Família de Bruno Rodrigues Magalhãs ainda busca pelo carioca
Família de Bruno Rodrigues Magalhãs ainda busca pelo carioca — Foto: Reprodução/Instagram

A Secretaria de Segurança Pública de São Paulo (SSP-SP) informou que, até o momento, o corpo encontrado no último sábado, em uma área de difícil acesso na Praia do Sangava, no litoral do Guarujá, ainda não foi identificado. O local onde o cadáver foi achado é o mesmo em que o carioca Bruno Rodrigues Magalhães, de 34 anos, desapareceu há 18 dias.

O corpo foi encontrado pela própria família de Bruno, que realizou buscas na região por conta própria após o seu sumiço. Devido ao estado parcialmente carbonizado, contudo, não foi possível identificar de imediato a vítima.

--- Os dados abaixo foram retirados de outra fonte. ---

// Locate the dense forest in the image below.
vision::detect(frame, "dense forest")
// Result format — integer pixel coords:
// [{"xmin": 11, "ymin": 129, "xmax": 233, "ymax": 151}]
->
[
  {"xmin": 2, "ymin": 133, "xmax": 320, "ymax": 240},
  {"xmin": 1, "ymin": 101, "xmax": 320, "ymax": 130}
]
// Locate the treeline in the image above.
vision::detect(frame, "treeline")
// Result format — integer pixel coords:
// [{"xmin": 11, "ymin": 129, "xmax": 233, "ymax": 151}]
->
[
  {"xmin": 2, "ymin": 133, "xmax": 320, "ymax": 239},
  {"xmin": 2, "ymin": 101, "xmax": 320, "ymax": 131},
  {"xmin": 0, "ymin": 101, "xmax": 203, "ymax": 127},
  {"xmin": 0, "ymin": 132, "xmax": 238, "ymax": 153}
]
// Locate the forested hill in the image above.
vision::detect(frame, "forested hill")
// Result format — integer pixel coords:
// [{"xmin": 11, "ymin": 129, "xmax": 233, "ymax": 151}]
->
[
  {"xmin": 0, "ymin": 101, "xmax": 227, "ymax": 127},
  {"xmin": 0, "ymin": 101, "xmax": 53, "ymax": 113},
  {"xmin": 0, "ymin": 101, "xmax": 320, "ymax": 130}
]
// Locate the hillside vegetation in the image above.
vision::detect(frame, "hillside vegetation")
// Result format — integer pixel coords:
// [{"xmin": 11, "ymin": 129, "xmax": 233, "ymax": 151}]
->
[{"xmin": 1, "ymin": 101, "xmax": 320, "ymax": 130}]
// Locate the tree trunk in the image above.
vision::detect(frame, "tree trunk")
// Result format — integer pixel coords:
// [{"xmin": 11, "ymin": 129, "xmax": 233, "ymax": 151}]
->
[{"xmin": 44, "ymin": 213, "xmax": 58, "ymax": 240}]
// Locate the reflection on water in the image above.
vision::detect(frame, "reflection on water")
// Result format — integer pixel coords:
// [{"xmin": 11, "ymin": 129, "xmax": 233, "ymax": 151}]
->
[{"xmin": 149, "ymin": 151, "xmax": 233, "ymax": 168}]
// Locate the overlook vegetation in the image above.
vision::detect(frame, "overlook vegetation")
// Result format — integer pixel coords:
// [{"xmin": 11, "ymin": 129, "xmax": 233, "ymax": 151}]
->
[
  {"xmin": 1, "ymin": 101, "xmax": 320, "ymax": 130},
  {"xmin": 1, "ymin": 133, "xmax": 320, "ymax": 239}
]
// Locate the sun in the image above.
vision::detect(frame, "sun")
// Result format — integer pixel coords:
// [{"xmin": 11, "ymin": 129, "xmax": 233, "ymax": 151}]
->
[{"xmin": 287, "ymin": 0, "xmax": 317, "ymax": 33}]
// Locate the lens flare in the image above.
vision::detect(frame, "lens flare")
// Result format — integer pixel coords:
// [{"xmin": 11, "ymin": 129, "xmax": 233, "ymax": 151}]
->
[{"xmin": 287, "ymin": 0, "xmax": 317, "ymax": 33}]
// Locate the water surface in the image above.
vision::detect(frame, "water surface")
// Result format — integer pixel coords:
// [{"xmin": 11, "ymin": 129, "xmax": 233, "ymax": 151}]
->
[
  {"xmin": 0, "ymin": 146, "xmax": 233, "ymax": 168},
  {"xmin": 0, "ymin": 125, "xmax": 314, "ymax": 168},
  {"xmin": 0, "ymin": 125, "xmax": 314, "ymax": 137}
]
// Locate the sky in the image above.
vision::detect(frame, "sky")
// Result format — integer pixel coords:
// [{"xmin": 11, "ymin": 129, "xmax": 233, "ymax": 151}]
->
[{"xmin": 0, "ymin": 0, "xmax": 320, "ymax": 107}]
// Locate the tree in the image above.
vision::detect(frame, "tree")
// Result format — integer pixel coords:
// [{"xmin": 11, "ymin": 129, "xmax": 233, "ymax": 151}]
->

O corpo foi, então, encaminhado ao Instituto Médico-Legal (IML), onde acontece a tentativa de identificação pelos ossos dos dedos. A SSP-SP, porém, ainda não recebeu retorno quanto ao resultado do processo.

Se o IML não conseguir concluir de quem é o corpo por meio das falanges, no caso de estarem comprometidas, o próximo passo será aguardar a presença de possíveis familiares para que a tentativa de identificação aconteça através da análise da arcada dentária. Em última instância, a investigação será realizada por DNA.

Desaparecido desde o dia 14 de março, Bruno estava acampando na Praia do Góes, no Guarujá. No último contato com sua mãe, ele avisou que ficaria um dia sem telefone porque não teria onde carregá-lo. Um barqueiro encontrou a barraca do turista próximo à praia do Sangava. Dentro dela estavam alguns de seus pertences, como carteira, dinheiro e documentos pessoais. O celular do carioca não foi achado.

Uma jovem citou um homem com características físicas semelhantes às de Bruno ao registrar um assalto a mão armada no dia 16 de março. Segundo consta no boletim de ocorrênica, três bandidos pediram a corrente de ouro e uma pulseira dele, que reagiu e teria sido baleado na coxa esquerda.

A praia em que Bruno fazia trilhas é considerada um lugar perigoso. Conhecido como “ilha da cocaína”, o local privilegiado pela localização à beira do mar é utilizado por traficantes para esconder drogas que são enviadas para fora do Brasil.